Colonel Tom Vossler has long been the lead historian of Diamond6 Leadership. He has taken many of our groups through various Civil War battlefields, providing a historical playing field in which to discuss important leadership lessons.
In the past he has teamed up with Carol Reardon, the George Winfree Professor of American History at Pennsylvania State University, to write a history of the Battle of Gettysburg—A Field Guide to Gettysburg: Experiencing the Battlefield through Its History, Places, and People. They have come together once again to write A Field Guide to Antietam: Experiencing the Battlefield through Its History, Places, and People.
Diamond6 sat down with Col. Vossler to discuss Antietam, its place in Civil War history, and its leadership lessons. September 17 will be the battle’s 154th anniversary.
Why is Antietam important in the context of the Civil War?
This campaign, this battle, is part of a larger picture called the Maryland Campaign of 1862. There has been a string of Confederate victories as they cross the Potomac to begin this new campaign. What is also important to note is that while the Maryland Campaign is being fought, out west there’s a Confederate campaign for the invasion of Kentucky.
These are two simultaneous Confederate advances into two border states, Kentucky and Maryland. From a political and military strategic standpoint, we must remember that President Lincoln said he must have Kentucky or else he would lose its support.
This battle forces the Confederacy back, which is why this battle is so important. The incursion into the border states is turned back by Union forces.
What are four key moments that turn the tide in this battle?
First, this battle takes place on September 17, following the South Mountain battles, which really disrupted Lee’s plans to invade Pennsylvania. He doesn’t make it that far. Meanwhile, General McClellan, the Union commander, could’ve attacked on September 16, but delayed one full day to get his forces ready. But if you flip that coin, that affords Lee another 24 hours in which to get his forces to the battlefield.
The second moment also has to do with McClellan. During the battle, there is an opportunity for him to commit his reserves to a weak point in the Confederate line, but he hesitates and then doesn’t follow through. He fears if he commits his reserve forces, he won’t have any later. That could have split the Confederate defense. Instead it stays in place and frustrates his movements.
The third key moment is the failure of General Ambrose Burnside to make his attack across the lower bridge. There are three bridges—the upper, the middle, the lower—and his forces were at the lower bridge. He had repeated orders to get across the Antietam to attack the Confederate force on the other side of the creek. He delays, and his delay eats up several hours in the battle. This then ties into that fourth moment.
Number four is the timely arrival of an entire Confederate division commanded by General A.P. Hill. They have forced march from Harper’s Ferry, which the Confederates had captured earlier, and arrived on the battlefield just in time to turn back the advance of the Burnside’s 9th Corps.
There is no clear victor in this. From a larger overview, a strategic and operational overview, what is gained is that Lee’s army is forced out of Maryland and the Potomac River Line is restored.

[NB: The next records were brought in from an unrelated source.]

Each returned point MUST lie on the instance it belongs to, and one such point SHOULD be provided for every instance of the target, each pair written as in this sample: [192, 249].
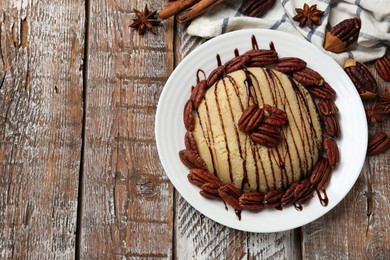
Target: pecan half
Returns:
[210, 190]
[362, 78]
[331, 151]
[230, 195]
[236, 63]
[252, 201]
[215, 75]
[308, 77]
[198, 93]
[327, 107]
[331, 125]
[188, 116]
[192, 159]
[266, 135]
[250, 118]
[342, 35]
[320, 173]
[382, 66]
[256, 8]
[322, 92]
[274, 116]
[290, 64]
[261, 58]
[199, 177]
[272, 198]
[189, 141]
[378, 144]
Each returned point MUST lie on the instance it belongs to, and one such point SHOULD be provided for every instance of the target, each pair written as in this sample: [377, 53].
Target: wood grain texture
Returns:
[357, 228]
[127, 199]
[41, 52]
[198, 237]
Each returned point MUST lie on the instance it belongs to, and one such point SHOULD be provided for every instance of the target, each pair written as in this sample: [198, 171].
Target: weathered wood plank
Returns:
[41, 53]
[357, 228]
[127, 199]
[198, 237]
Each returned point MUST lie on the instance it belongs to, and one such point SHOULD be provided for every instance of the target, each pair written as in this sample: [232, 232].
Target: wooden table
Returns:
[80, 174]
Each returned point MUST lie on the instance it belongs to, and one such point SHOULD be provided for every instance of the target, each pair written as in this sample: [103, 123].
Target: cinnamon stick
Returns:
[175, 8]
[196, 10]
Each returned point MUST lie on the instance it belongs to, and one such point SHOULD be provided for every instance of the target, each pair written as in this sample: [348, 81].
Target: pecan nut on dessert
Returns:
[261, 132]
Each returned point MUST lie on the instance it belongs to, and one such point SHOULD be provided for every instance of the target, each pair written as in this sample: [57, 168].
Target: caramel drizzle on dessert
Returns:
[298, 192]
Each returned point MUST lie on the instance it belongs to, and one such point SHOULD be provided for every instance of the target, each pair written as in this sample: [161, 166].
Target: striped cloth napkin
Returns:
[374, 36]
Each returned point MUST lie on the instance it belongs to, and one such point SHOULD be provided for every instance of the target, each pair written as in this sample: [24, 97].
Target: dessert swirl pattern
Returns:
[243, 81]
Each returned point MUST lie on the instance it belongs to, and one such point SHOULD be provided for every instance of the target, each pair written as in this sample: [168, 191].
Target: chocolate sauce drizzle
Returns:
[278, 156]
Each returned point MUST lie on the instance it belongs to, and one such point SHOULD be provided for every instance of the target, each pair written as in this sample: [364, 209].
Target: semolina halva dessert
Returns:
[260, 132]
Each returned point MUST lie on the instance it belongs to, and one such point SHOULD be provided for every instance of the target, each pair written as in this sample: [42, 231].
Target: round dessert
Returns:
[255, 138]
[233, 155]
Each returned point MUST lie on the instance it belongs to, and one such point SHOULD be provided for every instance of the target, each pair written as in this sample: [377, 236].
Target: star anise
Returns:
[145, 20]
[308, 15]
[375, 113]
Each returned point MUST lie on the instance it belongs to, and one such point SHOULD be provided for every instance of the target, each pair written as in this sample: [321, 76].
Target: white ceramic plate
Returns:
[170, 128]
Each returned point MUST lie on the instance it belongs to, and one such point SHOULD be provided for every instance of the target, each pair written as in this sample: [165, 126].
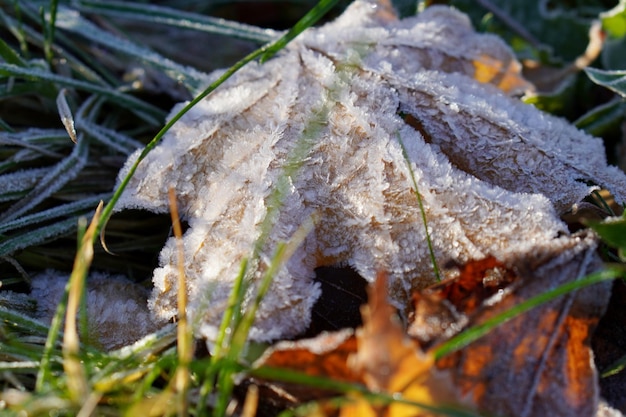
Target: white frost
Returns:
[493, 173]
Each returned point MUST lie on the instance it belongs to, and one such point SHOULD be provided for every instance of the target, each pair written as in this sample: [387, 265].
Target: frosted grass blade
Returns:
[173, 17]
[147, 112]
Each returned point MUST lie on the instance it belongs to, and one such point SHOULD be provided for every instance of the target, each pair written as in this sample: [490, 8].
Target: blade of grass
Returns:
[378, 398]
[71, 21]
[431, 251]
[36, 237]
[75, 208]
[77, 384]
[9, 55]
[184, 335]
[145, 111]
[474, 333]
[165, 15]
[310, 18]
[615, 368]
[58, 176]
[49, 30]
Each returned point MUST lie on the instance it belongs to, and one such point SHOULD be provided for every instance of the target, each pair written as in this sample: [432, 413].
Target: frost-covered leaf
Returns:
[492, 172]
[613, 80]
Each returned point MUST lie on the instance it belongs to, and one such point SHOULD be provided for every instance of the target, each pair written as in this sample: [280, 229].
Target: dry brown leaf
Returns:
[392, 363]
[381, 357]
[492, 172]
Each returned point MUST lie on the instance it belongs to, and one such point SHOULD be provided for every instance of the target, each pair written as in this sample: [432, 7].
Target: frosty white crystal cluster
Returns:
[492, 172]
[116, 307]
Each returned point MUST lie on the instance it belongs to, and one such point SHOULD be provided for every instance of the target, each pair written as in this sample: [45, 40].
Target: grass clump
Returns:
[78, 94]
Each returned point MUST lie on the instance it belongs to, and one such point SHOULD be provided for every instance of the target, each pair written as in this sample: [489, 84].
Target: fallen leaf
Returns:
[492, 172]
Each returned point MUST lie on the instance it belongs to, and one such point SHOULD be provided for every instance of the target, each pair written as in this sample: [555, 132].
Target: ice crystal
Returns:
[493, 173]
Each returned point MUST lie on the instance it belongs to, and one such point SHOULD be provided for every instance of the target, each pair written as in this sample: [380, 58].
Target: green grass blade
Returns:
[62, 173]
[613, 80]
[431, 251]
[49, 29]
[474, 333]
[147, 112]
[9, 55]
[75, 208]
[315, 14]
[310, 18]
[15, 184]
[615, 368]
[178, 18]
[378, 398]
[73, 22]
[37, 237]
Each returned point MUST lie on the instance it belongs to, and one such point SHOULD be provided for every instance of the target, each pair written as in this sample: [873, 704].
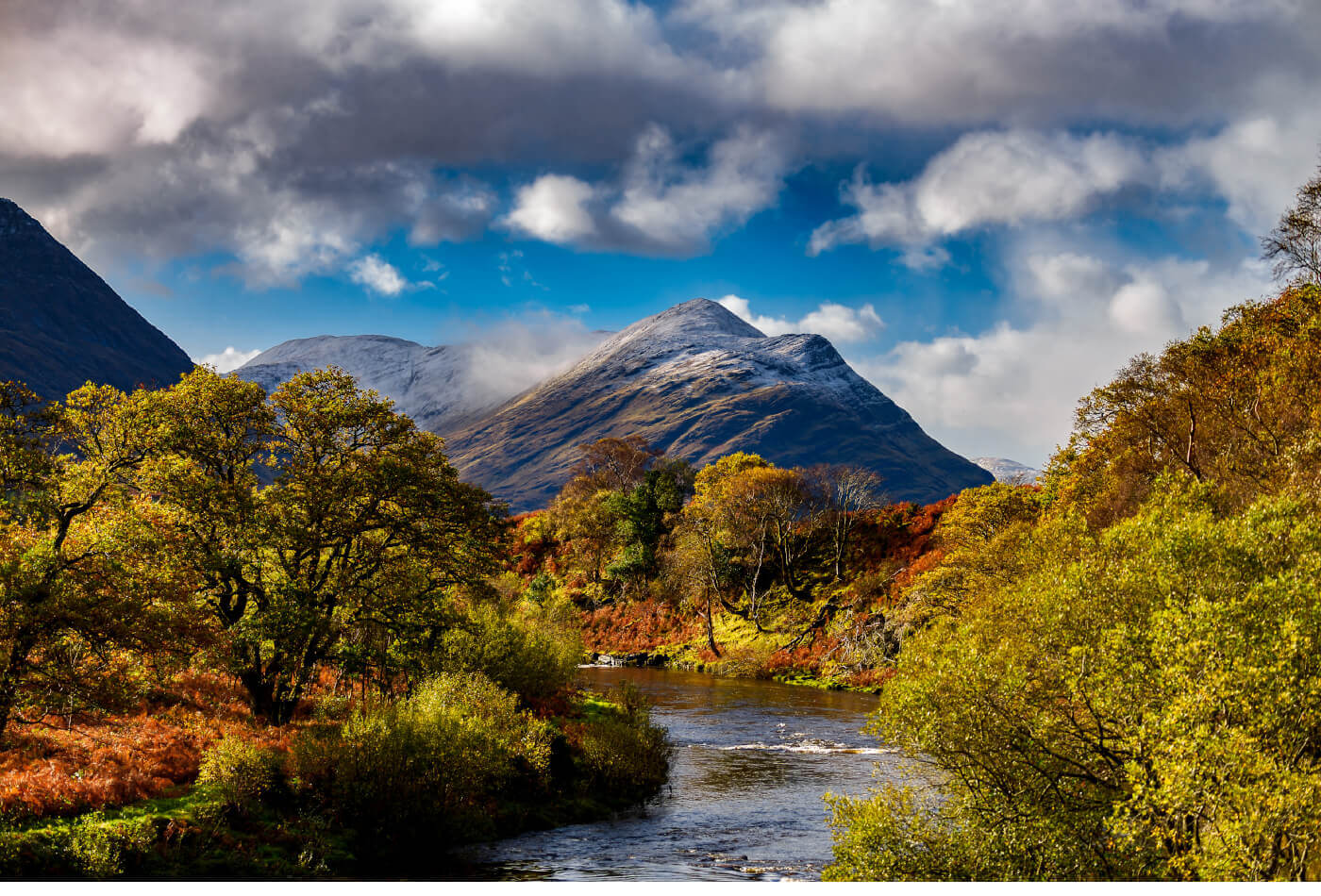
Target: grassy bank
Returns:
[382, 794]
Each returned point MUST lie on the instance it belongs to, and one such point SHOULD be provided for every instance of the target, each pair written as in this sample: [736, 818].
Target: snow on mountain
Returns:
[1008, 472]
[699, 382]
[435, 386]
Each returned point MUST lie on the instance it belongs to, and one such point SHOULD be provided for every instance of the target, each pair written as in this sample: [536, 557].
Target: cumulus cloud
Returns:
[660, 205]
[228, 359]
[1011, 390]
[376, 274]
[933, 62]
[554, 208]
[986, 178]
[293, 141]
[831, 320]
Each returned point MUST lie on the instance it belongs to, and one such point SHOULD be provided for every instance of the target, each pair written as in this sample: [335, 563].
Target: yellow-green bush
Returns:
[532, 663]
[422, 770]
[240, 774]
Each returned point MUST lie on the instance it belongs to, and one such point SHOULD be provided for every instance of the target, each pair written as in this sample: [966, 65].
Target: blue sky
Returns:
[987, 206]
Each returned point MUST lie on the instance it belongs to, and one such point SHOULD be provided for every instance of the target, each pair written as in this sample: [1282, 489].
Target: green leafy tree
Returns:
[89, 584]
[365, 524]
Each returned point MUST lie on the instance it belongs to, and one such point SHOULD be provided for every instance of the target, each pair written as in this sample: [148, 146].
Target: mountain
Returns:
[699, 382]
[1008, 472]
[61, 324]
[435, 386]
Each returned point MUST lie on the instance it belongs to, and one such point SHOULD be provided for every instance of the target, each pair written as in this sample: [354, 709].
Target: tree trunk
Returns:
[711, 630]
[9, 676]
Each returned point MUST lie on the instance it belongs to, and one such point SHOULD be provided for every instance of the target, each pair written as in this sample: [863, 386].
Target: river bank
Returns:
[277, 816]
[744, 803]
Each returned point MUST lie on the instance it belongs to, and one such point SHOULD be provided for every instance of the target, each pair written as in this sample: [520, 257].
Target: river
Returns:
[744, 803]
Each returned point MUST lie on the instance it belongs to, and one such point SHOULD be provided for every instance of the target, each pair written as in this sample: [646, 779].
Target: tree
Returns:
[86, 574]
[1295, 244]
[644, 516]
[1145, 703]
[611, 465]
[365, 524]
[843, 492]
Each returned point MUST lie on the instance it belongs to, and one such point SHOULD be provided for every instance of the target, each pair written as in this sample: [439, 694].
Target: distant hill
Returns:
[1008, 472]
[695, 380]
[435, 386]
[699, 383]
[61, 324]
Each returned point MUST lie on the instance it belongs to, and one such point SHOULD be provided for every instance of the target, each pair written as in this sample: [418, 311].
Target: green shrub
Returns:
[627, 756]
[535, 664]
[423, 770]
[240, 774]
[96, 849]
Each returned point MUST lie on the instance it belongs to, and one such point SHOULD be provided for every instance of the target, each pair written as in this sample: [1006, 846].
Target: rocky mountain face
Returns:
[695, 380]
[436, 386]
[1008, 472]
[699, 382]
[61, 324]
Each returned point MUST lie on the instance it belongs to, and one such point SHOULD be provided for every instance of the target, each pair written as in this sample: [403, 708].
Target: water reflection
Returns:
[744, 803]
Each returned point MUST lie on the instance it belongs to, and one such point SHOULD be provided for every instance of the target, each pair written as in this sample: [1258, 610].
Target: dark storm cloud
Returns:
[291, 135]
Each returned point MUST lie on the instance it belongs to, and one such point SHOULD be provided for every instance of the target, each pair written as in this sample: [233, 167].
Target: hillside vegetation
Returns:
[271, 619]
[1119, 676]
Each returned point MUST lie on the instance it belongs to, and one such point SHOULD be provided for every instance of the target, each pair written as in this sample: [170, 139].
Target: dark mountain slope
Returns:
[61, 324]
[699, 382]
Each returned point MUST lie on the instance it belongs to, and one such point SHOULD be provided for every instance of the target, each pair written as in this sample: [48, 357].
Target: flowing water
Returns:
[744, 803]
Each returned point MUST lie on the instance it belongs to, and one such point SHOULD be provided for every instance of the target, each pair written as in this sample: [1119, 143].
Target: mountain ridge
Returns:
[62, 324]
[694, 380]
[699, 382]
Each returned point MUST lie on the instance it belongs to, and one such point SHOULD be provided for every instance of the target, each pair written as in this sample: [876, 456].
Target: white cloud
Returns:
[376, 274]
[836, 323]
[674, 206]
[1255, 164]
[933, 62]
[994, 177]
[1011, 390]
[660, 205]
[554, 208]
[228, 359]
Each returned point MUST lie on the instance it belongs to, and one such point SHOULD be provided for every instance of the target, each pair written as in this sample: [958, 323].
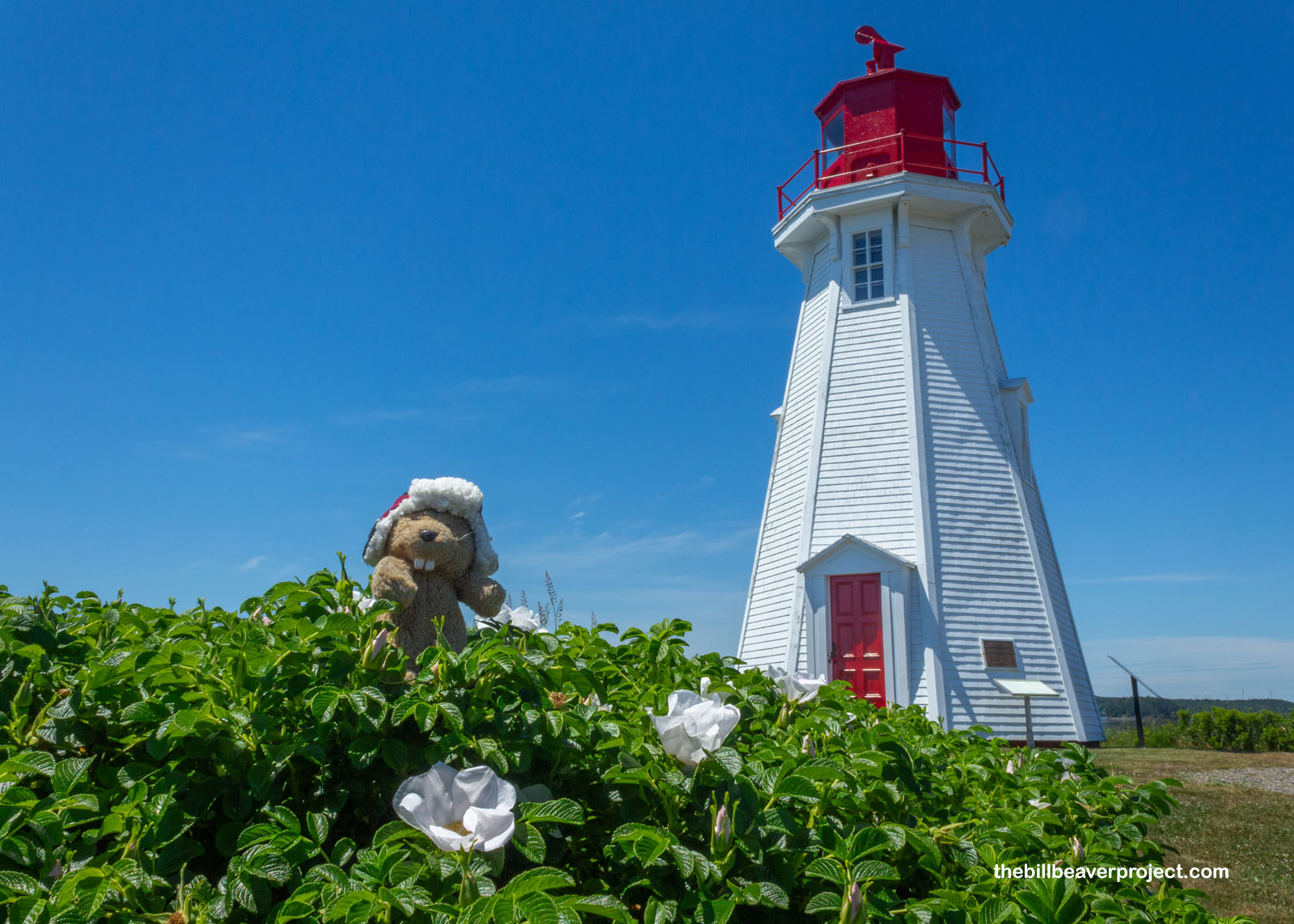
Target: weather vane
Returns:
[883, 52]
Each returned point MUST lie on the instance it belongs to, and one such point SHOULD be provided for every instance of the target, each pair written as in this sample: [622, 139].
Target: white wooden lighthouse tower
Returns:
[903, 545]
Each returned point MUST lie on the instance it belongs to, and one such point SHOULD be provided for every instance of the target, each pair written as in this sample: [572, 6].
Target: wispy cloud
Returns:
[206, 441]
[1170, 577]
[450, 408]
[663, 321]
[1224, 667]
[502, 386]
[608, 549]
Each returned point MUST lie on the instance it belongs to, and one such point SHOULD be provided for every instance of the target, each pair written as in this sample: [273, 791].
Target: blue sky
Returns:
[260, 264]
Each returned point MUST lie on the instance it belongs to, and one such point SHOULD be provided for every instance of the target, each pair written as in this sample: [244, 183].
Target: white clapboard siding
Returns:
[987, 585]
[768, 616]
[897, 454]
[865, 476]
[1064, 615]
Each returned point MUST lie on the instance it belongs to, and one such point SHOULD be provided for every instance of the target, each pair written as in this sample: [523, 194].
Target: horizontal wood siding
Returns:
[916, 641]
[1064, 615]
[768, 614]
[985, 570]
[865, 479]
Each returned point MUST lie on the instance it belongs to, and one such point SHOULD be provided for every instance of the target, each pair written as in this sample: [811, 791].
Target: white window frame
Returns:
[870, 250]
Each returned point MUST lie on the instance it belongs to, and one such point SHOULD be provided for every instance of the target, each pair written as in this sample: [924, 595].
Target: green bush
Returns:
[218, 766]
[1229, 730]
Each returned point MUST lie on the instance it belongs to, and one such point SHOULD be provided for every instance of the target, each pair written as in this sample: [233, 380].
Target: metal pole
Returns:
[1136, 711]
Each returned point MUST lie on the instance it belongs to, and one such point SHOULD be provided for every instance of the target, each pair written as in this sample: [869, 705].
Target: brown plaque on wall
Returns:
[1000, 654]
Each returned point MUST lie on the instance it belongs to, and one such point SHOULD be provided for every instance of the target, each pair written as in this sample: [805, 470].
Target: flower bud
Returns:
[375, 648]
[722, 829]
[853, 904]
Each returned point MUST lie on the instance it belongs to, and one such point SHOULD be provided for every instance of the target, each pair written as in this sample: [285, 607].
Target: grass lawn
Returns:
[1245, 829]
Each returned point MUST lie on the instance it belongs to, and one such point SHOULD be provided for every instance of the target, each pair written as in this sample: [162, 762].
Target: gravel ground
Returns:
[1274, 779]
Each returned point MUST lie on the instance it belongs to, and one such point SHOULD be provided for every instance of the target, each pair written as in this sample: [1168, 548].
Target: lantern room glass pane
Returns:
[834, 133]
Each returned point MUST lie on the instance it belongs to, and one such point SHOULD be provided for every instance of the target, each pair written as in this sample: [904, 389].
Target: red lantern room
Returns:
[886, 122]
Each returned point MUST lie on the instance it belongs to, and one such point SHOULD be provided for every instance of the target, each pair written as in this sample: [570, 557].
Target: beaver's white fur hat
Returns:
[455, 496]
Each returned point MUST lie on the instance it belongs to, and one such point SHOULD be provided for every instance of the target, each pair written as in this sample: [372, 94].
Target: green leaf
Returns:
[19, 883]
[826, 868]
[530, 842]
[29, 910]
[603, 906]
[565, 810]
[394, 831]
[796, 786]
[535, 880]
[873, 868]
[252, 892]
[823, 901]
[69, 771]
[317, 825]
[324, 704]
[285, 816]
[728, 758]
[715, 911]
[540, 909]
[30, 762]
[774, 894]
[660, 911]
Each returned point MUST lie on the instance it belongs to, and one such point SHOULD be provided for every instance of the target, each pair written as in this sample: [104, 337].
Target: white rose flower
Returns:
[522, 618]
[459, 809]
[694, 725]
[797, 687]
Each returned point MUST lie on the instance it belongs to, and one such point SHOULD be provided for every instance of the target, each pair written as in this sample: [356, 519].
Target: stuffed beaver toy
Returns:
[431, 551]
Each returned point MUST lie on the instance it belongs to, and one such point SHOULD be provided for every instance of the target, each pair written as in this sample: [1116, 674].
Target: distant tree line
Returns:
[1166, 710]
[1214, 729]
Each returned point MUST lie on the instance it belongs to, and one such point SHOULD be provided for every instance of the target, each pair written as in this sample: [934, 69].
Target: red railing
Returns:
[890, 154]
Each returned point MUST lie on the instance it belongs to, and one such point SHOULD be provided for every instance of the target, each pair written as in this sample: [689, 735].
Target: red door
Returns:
[857, 650]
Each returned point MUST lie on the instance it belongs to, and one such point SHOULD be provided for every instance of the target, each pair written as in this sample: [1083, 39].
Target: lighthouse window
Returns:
[834, 135]
[869, 265]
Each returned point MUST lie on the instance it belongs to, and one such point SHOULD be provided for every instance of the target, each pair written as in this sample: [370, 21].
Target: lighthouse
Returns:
[903, 547]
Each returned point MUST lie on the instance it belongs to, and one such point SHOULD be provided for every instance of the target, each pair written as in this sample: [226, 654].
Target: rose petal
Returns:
[435, 794]
[711, 723]
[450, 840]
[679, 743]
[482, 788]
[491, 827]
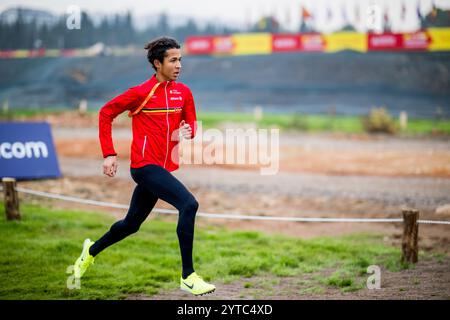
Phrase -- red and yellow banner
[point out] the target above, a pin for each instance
(432, 39)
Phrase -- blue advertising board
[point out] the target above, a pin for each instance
(27, 151)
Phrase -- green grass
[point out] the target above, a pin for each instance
(298, 122)
(319, 123)
(36, 251)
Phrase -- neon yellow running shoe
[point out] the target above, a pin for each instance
(195, 285)
(85, 259)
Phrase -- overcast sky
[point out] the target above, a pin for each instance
(243, 12)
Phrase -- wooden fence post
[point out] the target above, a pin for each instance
(11, 199)
(410, 247)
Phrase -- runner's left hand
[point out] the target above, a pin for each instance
(185, 130)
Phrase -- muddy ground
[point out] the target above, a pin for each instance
(320, 175)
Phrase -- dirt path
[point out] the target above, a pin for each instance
(320, 176)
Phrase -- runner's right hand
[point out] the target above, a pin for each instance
(110, 166)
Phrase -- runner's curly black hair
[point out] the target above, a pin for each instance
(158, 47)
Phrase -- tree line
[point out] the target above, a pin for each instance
(116, 30)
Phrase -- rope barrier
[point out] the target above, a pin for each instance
(218, 215)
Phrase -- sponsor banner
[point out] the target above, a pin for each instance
(285, 42)
(416, 40)
(223, 45)
(199, 45)
(27, 151)
(384, 41)
(439, 39)
(312, 42)
(346, 41)
(252, 43)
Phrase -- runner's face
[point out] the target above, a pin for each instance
(171, 66)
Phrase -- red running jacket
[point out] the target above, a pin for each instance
(154, 139)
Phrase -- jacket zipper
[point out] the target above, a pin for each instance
(167, 120)
(143, 147)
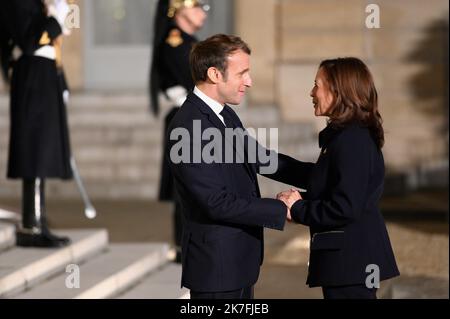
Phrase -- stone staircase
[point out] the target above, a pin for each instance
(90, 268)
(117, 145)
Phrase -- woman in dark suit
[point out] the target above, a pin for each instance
(350, 251)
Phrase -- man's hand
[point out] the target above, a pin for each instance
(289, 197)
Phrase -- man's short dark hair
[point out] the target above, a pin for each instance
(214, 52)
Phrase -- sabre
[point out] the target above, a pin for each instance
(89, 210)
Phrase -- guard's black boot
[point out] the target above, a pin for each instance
(34, 231)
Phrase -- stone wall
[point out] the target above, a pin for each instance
(408, 56)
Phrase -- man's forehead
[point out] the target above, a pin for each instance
(239, 57)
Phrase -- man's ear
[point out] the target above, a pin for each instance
(214, 75)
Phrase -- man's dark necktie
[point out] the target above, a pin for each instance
(226, 117)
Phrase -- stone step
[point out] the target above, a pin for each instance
(106, 275)
(22, 268)
(7, 236)
(162, 284)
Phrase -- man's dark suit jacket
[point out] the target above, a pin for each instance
(341, 208)
(222, 246)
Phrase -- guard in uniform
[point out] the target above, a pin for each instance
(39, 138)
(176, 22)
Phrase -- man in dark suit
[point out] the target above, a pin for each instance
(222, 247)
(176, 22)
(39, 146)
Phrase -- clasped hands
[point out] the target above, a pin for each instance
(289, 197)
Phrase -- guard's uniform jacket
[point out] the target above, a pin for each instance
(173, 69)
(39, 138)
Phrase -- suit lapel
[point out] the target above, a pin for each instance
(212, 117)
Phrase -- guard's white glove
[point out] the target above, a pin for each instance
(177, 95)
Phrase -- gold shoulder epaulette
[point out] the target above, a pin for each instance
(174, 39)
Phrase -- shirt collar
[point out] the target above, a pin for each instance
(213, 104)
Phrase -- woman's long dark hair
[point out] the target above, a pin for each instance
(355, 96)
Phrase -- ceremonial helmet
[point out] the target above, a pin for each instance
(176, 5)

After the battle, what changes do we see in the Union and Confederate leadership?
In the days and weeks after the battle, President Lincoln goes to Antietam to inquire of General McClellan why he has not followed Lee across the river into Virginia. McClellan essentially sits there with his command. He does not go after Lee, and this frustrates President Lincoln. The end result of McClellan’s delay is Lincoln relieves him of command and appoints a new commander. This leads to a continual roll over of leadership. By the time we get to Gettysburg, none of the higher level Union leadership remains.
The same thing happens in the Confederate Army. They lose a number of key leaders when they reorganize the army. They reorganize in a positive way. The replacement of the leadership leads to a slew of powerful victories.
The leadership question is what fascinates me most about Antietam—figuring out where the leaders who were at Gettysburg were at Antietam.
How then does this battle relate to today’s leaders?
What we’re talking about is the growth of leaders and the sorting out of those less capable. They’re not rising to the top anymore. They’re staying in the same position or getting washed out of the organization. The leadership over time gets better. You can watch this happen from First Bull Run, the first major land battle of the Civil War, as they progress through the war.
For today’s leaders that translates into organizational effectiveness, whether we’re talking about a school district or a corporation. At Diamond6, we’re striving to make them effective organizations through the development of their leadership. These leaders in the army, like in any organization, wherever they are they’re being developed and creating a succession of command. Every organization must think about what they’re doing to allow their leadership to mature and grow. That concept is thoroughly explored at Antietam.